Il senso di gratitudine, verso quell’essere enigmatico e pure tanto tangibile che sento vibrare con me al mio fianco, sento che a ondate quasi vorrebbe sommergermi.
Eppure so di dover approfittare dell’occasione per chiarire più punti, e dubbi, e aneliti che mi sia possibile durante questo nuovo e magico incontro.

Siamo giunti intanto già nei pressi dei campi di golf, gelidi e abbandonati in questa notte d’inverno, notte simile a tante altre.
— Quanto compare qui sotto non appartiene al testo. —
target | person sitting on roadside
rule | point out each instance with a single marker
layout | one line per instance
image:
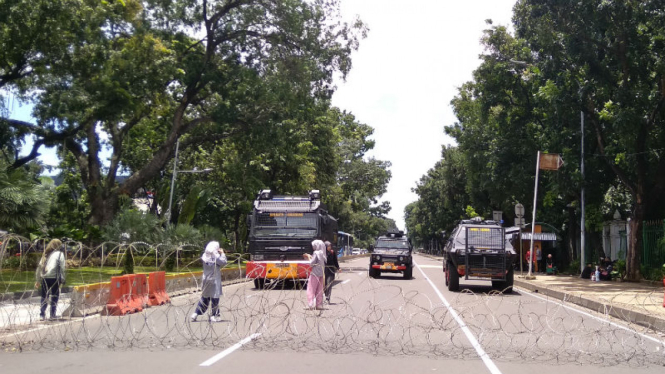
(549, 265)
(586, 273)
E all’orizzonte si odono i primi stùpidi ma pur sempre festosi botti, e si intravvedono scie luminose verso il cielo.
E così, troncando il flusso ansioso dei miei pensieri, Christine perentoriamente si stacca, da quel nostro contatto eccitante nella notte buia come una febbre, e dà mano al suo tascapane per estrarne il sacchetto con le due fette di panettone e la bottiglia di spumante.
“Vai, sei tu l’homme!” e mi porge la bottiglia.
Libero la capsula e estraggo a fatica il tappo di sughero, lasciando che parta verso il cielo come un proiettile con un piccolo botto quasi insignificante.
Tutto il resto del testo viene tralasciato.